1) Prove that $(1+x)^{n} \geq 1 + nx$ for every $n \in \mathbb{N}$ and $x \in (-1, \infty)$
Base case: Usually for the base case I just take $n = 1$ but since there's another variable $x$, I wasn't sure which value to use for $x$, so I just set $x = -1$. Not sure if this is correct...
$(1 - 1)^{1} \geq 1 - 1$ which stands, so I proceed with the proof.

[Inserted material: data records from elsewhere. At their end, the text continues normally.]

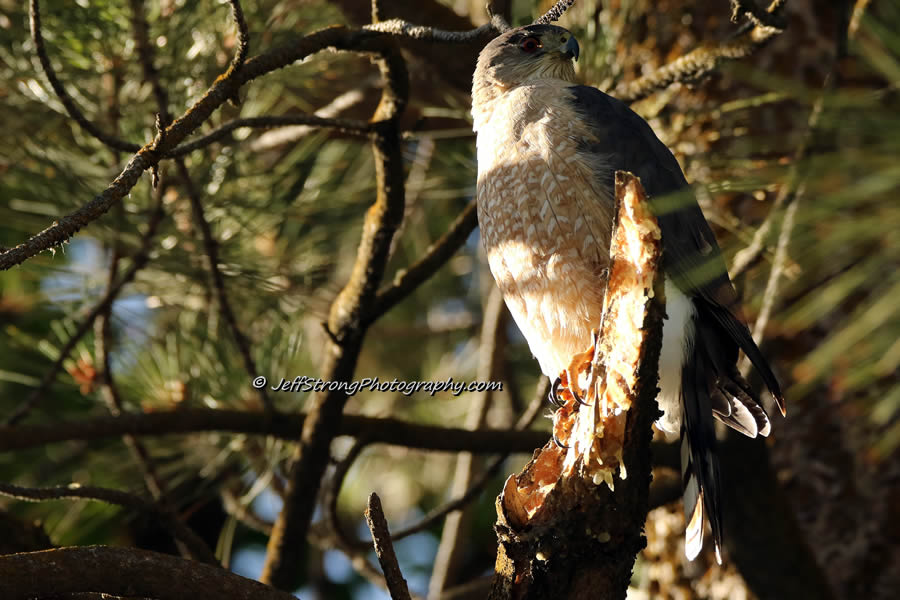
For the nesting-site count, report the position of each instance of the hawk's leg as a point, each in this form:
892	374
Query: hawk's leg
553	397
573	386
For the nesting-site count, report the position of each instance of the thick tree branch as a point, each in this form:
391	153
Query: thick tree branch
179	531
123	572
563	532
286	426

$n \rightarrow n + 1$: Assume $(1+x)^{n} \geq 1 + nx$ for every $n \in \mathbb{N}$ and $x \in (-1, \infty)$. I want to show that $(1 + x)^{n + 1} \geq 1 + (n + 1) x$ for every $n \in \mathbb{N}$ and $x \in (-1, \infty)$
$(1 + x)^{n} \cdot (1 + x) \geq (1 + nx) (1 + x)$ by the induction hypothesis
$\Rightarrow (1 + x)^{n + 1} \geq 1 + x + nx + nx^{2} \geq 1 + nx + x$
$ \square$
2) Prove that $\sum_{i = 1}^{n} i(i + 1) = n(n + 1)\frac{(n + 2)}{3}$ for all $n \in \mathbb{N}$
Base case: I get thrown off by $i$ (just like how I got throw off by $x$ in the previous problem), but I just set $i = 1$ and the base case stands:
$1( 1 + 1) = 1 \cdot 2 \cdot 1 \Rightarrow 2 = 2$
So I proceed with the proof.
$n \rightarrow n + 1$: Assume that $\sum_{i = 1}^{n} i(i + 1) = n(n + 1)\frac{(n + 2)}{3}$ for all $n \in \mathbb{N}$, want to show that...
$i(i + 1) = (n + 1)(n + 2) \frac{(n + 3)}{3}$ for all $n \in \mathbb{N}$
Is this correct? If so, wouldn't that imply $(n + 1)(n + 2) \frac{(n + 3)}{3} = n(n + 1)\frac{(n + 2)}{3}$? And that doesn't really make sense to me.